- Developers: International Society for Knowledge Organization (ISKO), project coli-conc
- Release: November 2013; 12 years ago
- Type: Terminology registry / Knowledge Organization Systems database
- License: Public Domain Dedication and License (PDDL)
- Website: bartoc.org

= BARTOC =

Database of knowledge organization systems

The Basic Register of Thesauri, Ontologies & Classifications (BARTOC) is a database of Knowledge Organization Systems. Its main goal is to document knowledge organization systems (KOS), such as classifications, thesauri and authority files, in one place, in order to achieve greater visibility, highlight their features, make them searchable and comparable, and foster knowledge sharing. In contrast to other terminology registries, BARTOC includes any kind of KOS from any subject area, in any language, any publication format, and any form of accessibility. In addition, it manages a list of other terminology registries.

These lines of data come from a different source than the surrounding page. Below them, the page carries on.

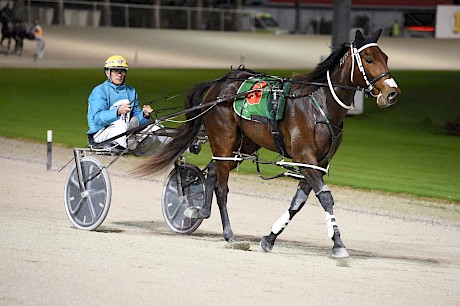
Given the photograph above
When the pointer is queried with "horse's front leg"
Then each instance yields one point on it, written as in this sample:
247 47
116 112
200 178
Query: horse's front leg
297 203
324 196
204 211
221 189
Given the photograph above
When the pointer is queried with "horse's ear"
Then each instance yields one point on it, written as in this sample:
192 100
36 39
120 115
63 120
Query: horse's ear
376 35
358 38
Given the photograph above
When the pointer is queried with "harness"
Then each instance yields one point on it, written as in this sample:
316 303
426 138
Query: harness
277 135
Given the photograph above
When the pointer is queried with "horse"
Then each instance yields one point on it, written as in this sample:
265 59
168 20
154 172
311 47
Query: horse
310 130
13 30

The creation of BARTOC was motivated by the need to create a bibliography and to teach information literacy. BARTOC launched in November 2013 and by November 2020 had collected information about more than 5,000 terminologies and almost 100 terminology registries. A comparative study of terminology types and registries confirmed BARTOC to contain "a relatively sufficient amount of metadata". Its content is available as public domain with the Public Domain Dedication and License (PDDL).

A circle of international editors has gathered around BARTOC from twelve countries across Europe. BARTOC has been approved by the International Society for Knowledge Organization.

In November 2020 the implementation of BARTOC was moved from Drupal at the University Library of Basel to a new technical infrastructure developed with project coli-conc. Since then, BARTOC has been hosted at the Common Library Network (GBV) in Göttingen.